月の光のたもと
(結婚の許可も……泡と消えてしまった)
暗闇の中、リューンは空を見上げていた。向こうに見えてくるのは薄っすらとした白い屋根。この夜、リューンはガゼボに引き寄せられるように歩いてきた。
(……では、どうすれば良いのだ。もう何も確かなものはない。国王の許可だって……)
見上げたまま、ははっと、息を吐く。自嘲が混じる、腑抜けた笑い。
(いや、わかっている。国王の許可にムイを縛る効力など、最初から……)
無いにも等しいのだ。
リューンは首を伸ばし、ガゼボの屋根より顔を出して、夜空を見上げた。ちかちかと光が瞬いて、星々がその存在を指し示す。
「月が、」
雲が少しでもかかっていると、ぼんやりとした表情を晒すが、今夜のように晴れた空では、煌煌として透明な光を放っている。

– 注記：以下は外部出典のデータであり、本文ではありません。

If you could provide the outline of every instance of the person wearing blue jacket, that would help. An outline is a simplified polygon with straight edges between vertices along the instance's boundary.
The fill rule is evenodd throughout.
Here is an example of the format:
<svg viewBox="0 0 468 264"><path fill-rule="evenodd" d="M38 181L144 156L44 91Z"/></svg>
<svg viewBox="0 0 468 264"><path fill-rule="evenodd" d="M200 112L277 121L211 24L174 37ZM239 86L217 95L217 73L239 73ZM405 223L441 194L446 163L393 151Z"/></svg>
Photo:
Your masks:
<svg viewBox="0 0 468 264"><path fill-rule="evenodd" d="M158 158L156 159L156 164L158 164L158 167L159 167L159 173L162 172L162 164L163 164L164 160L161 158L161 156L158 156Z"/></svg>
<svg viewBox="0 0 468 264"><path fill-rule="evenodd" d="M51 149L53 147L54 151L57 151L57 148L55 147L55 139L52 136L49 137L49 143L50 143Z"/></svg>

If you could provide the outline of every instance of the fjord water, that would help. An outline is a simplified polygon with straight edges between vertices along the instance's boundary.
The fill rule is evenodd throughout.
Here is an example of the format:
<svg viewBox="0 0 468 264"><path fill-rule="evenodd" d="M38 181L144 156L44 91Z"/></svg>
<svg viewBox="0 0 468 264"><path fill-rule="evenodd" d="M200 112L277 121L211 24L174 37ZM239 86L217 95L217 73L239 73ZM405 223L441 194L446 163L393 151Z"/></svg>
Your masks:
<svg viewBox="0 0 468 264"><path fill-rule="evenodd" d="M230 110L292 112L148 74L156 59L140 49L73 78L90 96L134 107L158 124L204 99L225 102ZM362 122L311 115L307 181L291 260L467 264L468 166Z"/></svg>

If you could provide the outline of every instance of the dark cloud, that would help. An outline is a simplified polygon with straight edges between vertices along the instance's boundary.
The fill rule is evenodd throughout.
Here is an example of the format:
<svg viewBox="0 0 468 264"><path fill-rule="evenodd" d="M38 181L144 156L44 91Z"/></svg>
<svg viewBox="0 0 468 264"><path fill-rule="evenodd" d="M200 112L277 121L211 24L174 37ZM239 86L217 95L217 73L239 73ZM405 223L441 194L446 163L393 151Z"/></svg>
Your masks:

(その透明さが、ムイの肌に似ている。ムイの肌は、月の光のような美しさで、)
「……綺麗だ」
呟くと、ずっと上を向いていたためか、首の後ろにつきんと軽い痛みがあり、顔を元に戻す。そして、もう一度深いため息を吐いた。
その時、サクサクと背後で草を踏む音がして、リューンの胸が鳴った。
「ム、ムイか?」
このガゼボは、ムイとの思い出が溢れている。その思いと淡い月の光がリューンをそれがムイ本人であることの確信へと導いた。